# Basswood Surprise



## Allen Tomaszek (May 30, 2016)

Well this is a new one for me. Stopped by the mill to clean up the area and get ready to start on a small pile of logs left over from last fall and found this when I pulled up. Seems like someone was cleaning up their property and thought I might be able to use this 24" diameter basswood tree. Isn't any good for firewood so if I could use it I could just have it.
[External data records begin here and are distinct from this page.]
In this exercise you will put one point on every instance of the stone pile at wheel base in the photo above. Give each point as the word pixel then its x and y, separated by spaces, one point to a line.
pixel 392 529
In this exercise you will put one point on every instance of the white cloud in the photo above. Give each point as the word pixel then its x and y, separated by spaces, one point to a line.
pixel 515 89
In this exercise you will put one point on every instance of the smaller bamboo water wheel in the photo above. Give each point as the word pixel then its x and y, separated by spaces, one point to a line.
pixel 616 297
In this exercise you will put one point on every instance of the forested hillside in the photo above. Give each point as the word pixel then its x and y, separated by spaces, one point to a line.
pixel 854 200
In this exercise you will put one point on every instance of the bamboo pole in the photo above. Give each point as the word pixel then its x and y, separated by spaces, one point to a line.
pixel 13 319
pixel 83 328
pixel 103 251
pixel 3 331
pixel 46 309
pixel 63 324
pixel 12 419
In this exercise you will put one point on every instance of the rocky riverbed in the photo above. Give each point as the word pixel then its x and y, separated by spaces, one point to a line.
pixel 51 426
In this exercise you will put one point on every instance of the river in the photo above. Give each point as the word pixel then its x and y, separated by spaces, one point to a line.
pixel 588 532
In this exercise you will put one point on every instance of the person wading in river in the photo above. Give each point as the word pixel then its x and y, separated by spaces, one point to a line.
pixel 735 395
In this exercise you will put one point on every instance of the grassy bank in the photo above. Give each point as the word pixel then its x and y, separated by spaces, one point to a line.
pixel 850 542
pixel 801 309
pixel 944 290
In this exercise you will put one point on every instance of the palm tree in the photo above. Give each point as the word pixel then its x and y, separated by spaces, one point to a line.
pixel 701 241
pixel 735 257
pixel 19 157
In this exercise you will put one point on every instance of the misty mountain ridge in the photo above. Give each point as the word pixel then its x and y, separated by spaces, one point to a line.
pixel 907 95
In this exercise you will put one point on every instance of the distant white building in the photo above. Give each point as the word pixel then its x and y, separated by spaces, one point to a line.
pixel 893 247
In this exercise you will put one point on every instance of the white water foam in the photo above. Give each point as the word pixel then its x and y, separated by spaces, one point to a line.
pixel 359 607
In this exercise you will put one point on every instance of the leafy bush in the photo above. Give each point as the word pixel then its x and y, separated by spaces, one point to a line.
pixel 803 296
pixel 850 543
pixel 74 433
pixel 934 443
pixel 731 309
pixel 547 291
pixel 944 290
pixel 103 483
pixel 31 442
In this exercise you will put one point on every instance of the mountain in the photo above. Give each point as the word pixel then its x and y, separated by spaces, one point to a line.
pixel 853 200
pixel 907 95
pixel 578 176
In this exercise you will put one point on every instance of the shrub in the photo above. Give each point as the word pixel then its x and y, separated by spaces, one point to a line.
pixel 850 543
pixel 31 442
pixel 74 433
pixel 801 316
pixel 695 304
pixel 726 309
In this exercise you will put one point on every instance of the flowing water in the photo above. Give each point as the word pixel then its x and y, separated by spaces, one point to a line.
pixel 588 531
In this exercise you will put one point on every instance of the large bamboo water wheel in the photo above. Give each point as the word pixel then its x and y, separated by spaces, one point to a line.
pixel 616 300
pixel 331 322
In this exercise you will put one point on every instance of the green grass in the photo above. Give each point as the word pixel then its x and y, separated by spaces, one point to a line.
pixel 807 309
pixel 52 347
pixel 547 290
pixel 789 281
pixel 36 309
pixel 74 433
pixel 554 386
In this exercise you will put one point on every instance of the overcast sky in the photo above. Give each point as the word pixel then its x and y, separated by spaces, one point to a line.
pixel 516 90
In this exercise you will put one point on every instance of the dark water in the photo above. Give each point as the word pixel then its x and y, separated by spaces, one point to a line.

Nice way to end the weeken.

Reactions: Like 2 | Way Cool 8 | +Karma 2


----------



## Jim Beam (May 30, 2016)

nice score!


----------



## woodtickgreg (May 30, 2016)

I dig the log arch in the background too!

Reactions: Agree 1


----------



## Allen Tomaszek (May 30, 2016)

woodtickgreg said:


> I dig the log arch in the background too!



Yes... It's the Hugo version. It has a 56" diameter capacity although it only has a weight limit of 6,000lbs. Very useful tool if you have 1 log to pick up.

Reactions: Way Cool 2


----------



## David Van Asperen (May 30, 2016)

Well isn't that special. Super deal to have it delivered .


----------



## Nature Man (May 30, 2016)

What a grand and glorious day! Congrats! We all need one of these types of days once and awhile! Chuck


----------